Time is of essence for whisky investors.
the value of the commodity is that “it gets better the longer you store it”, said Rupert Patrick, CEO of the online investing site WhiskyInvestDirect, earlier this week.
“Microchips, butter, you want to use them up quickly, but whisky – a five-year-old is always better than a one-year-old.”
Buying gold bullion was compared to buying gold bullion by him.
“If you think about a gold bar sitting in a vault, and then switch that image for piles and piles of Scotch whisky sitting in barrels – for 10-15 years sometimes – you’ve got an asset which is investable to retail investors through very clever technology,” he said.
According to fine wine and spirits merchant BI, demand for Japanese brands seemed to be leading the demand trend in the U.K.
The sales of Japanese whisky climbed by 232 percent since January 2017 was revealed by the firm on Thursday.
“Japanese whisky is certainly the latest discovery for whisky connoisseurs and the growing popularity is leading to increasing prices for the rarest varieties,” Gary Boom, BI’s managing director, said in a press note.
Seeing their bottle prices rise by as much as 30 times, sought-after brands like Yamazaki and Karuizawa led the charge.
According to Rare Whisky 101, a new U.K. and European record was set by the sale of a bottle of Karuizawa 1960 for £100,100 ($128,291) in April.
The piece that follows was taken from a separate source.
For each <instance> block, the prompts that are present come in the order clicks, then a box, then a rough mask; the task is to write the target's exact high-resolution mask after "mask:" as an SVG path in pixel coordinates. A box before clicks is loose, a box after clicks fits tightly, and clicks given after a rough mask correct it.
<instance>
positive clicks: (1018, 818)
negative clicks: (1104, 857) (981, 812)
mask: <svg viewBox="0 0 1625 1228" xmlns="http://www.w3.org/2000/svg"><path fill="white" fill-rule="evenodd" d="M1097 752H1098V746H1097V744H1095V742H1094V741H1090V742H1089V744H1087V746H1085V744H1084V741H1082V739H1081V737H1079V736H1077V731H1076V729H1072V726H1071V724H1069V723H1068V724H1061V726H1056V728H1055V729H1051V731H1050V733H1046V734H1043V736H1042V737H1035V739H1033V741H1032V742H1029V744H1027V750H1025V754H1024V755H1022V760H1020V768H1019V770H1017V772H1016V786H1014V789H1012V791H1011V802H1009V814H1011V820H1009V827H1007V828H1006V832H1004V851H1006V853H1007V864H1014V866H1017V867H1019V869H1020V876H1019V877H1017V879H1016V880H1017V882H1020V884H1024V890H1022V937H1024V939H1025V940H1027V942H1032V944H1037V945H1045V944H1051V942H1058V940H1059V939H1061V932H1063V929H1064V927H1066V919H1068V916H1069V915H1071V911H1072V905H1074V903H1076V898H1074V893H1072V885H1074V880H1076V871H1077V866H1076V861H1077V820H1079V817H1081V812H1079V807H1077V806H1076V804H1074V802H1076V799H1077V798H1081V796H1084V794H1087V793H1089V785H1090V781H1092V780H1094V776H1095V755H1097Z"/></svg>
Boom’s sentiment was echoed by Whisky Investment Fund CEO Rickesh Kishnani.
He said: “Clearly we’ve seen a rise of Japanese whiskies here in Asia, especially over the past three years, and we see that continuing. Of course the Olympics coming up in 2020, the relatively low yen and continued interest in tourism in Japan has really made for a lot of interest in the single malt whisky business.”